UConn Stat Anniversary : Abstracts

Abstracts

Patrick J. Cantwell, Chief of the Decennial Statistical Studies Division, U.S. Census Bureau

Title: Measuring Coverage of the 2020 U.S. Census: Methods and Results

Abstract: Every ten years the Federal government takes a census of the people and housing units in the United States. Among other purposes, census totals are used to divide the 435 seats in the U.S. House of Representatives among the 50 states, construct Congressional and local districts, and distribute over a trillion dollars in Federal funds each year. Following each census, we try to measure its coverage: How many people (and housing units) did we miss? How many did we count in error, e.g., more than once? Does the coverage vary across races, age groups, states? The 2020 Post-Enumeration Survey (PES) was conducted to measure the coverage of the 2020 Census. Based on the simple longstanding principle of "capture-recapture," the PES sampled about 160,000 U.S. housing units, matched the people to actual census enumerations in the same geographic blocks, and constructed estimates of the net coverage of the census. Further, we produced estimates of the components of coverage: correct and erroneous enumerations, whole-person imputations, and omissions. In this presentation, we briefly discuss statistical methods behind the 2020 PES, challenges encountered during the recent pandemic, and results--numerical estimates of coverage.

Macos Prates, Professor, Federal University of Minas Gerais and President of the Brazilian Statistics Association

Title: Is augmentation effective to improve prediction in unbalanced datasets?
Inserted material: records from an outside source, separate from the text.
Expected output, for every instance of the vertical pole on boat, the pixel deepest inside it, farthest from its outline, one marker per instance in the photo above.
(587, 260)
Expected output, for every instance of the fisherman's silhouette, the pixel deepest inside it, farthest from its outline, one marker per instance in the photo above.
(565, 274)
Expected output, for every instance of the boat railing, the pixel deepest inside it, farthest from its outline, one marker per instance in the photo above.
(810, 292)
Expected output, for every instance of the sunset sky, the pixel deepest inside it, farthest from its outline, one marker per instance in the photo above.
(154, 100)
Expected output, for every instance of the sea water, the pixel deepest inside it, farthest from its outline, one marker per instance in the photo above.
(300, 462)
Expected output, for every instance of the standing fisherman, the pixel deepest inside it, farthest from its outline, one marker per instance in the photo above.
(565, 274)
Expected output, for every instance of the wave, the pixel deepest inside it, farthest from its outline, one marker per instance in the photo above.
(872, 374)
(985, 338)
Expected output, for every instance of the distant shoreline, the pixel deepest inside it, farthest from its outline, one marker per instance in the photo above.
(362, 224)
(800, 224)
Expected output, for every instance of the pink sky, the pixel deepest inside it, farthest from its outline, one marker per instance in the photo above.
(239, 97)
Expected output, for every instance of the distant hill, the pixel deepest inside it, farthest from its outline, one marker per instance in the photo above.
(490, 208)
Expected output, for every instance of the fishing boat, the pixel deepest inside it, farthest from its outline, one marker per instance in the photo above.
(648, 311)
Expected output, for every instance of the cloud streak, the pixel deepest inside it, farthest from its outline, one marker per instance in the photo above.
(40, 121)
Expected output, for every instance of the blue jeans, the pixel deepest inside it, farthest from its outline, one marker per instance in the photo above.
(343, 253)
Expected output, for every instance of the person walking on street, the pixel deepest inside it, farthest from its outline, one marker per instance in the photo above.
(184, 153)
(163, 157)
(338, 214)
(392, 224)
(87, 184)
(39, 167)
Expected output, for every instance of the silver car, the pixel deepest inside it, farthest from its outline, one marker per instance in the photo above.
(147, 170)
Abstract: Many real-life text datasets are imbalanced, meaning we have more observations of a class than others; for example, we have more positive reviews of a product than negative ones. Classification of those datasets is an essential topic in Machine Learning in different data types as images, for detect images for example you have fewer images with a certain object; in text classification, for spam filtering and sentiment analysis. In this paper, we will provide theoretical and empirical evidence that, differently from common belief, data augmentation does not improve the model prediction capacity for an unbalanced dataset. Indeed an appropriate selection of the cut-off point over the prediction probability is sufficient to maximize the prediction capacity for a given dataset. The authors would like to thank FAPEMIG, CNPq and CAPES for partial financial support.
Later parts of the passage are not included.